Canadian Multicentre Project on Standardization of PD-L1 22C3 Immunohistochemistry Laboratory Developed Tests for Pembrolizumab Therapy in Non-Small Cell Lung Cancer.

Abstract Background PD-L1 immunohistochemistry (IHC) assay is used to select patients for first/second line pembrolizumab monotherapy in non-small cell lung carcinoma (NSCLC).
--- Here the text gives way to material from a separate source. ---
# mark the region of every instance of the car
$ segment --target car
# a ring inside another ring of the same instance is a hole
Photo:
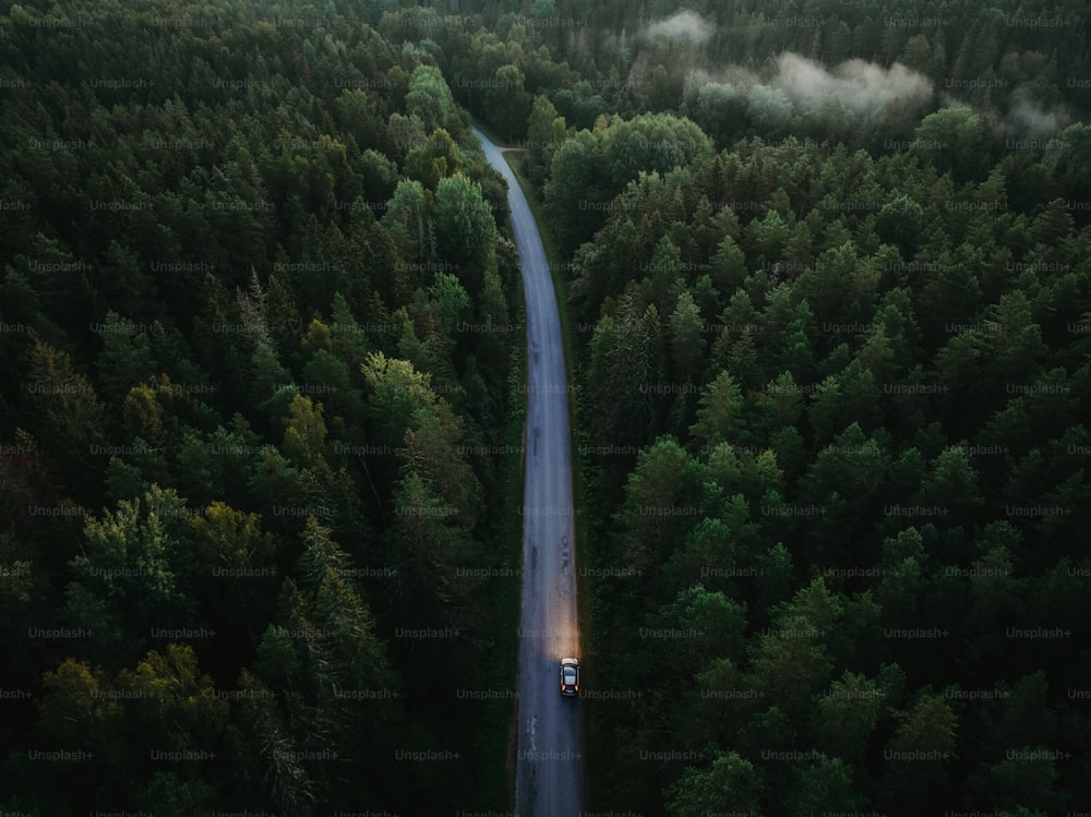
[[[579,695],[579,661],[561,659],[561,695]]]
The PD-L1 IHC 22C3 pharmDx assay requires Autostainer Link 48 instrument. Laboratories without this stainer may optionally develop highly accurate 22C3 IHC laboratory-developed test (LDT) on other instruments. The Canadian 22C3 IHC LDT validation project was initiated to harmonize the quality of PD-L1 22C3 IHC LDT protocols across 20 Canadian pathology laboratories. Methods Centrally optimized 22C3 LDT protocols were distributed to participating laboratories. The LDT results were assessed against result using reference PD-L1 IHC 22C3 pharmDx. Analytical sensitivity and specificity were assessed using cell lines with varying PD-L1 expression levels (Phase 1) and IHC Critical Assay Performance Controls (iCAPCs) (Phase 2B). Diagnostic sensitivity and specificity were assessed using whole sections of 50 NSCLC cases (Phase 2A), and tissue microarrays with additional 50 NSCLC cases (Phase 2C). Results In Phase 1, 80% participants reached acceptance criteria for analytical performance in the first attempt with disseminated protocols. However, in Phase 2A only 40% of participants reached desired diagnostic accuracy for both 1% and 50% TPS cut-off. In Phase 2B, further protocol modifications were conducted, which increased the number of successful laboratories to 75% in Phase 2C. Conclusions It is possible to harmonize highly accurate 22C3 LDTs for both 1% and 50% TPS in NSCLC across many laboratories with different platforms. However, despite centralized approach, diagnostic validation of predictive IHC LDTs can be challenging and not always successful.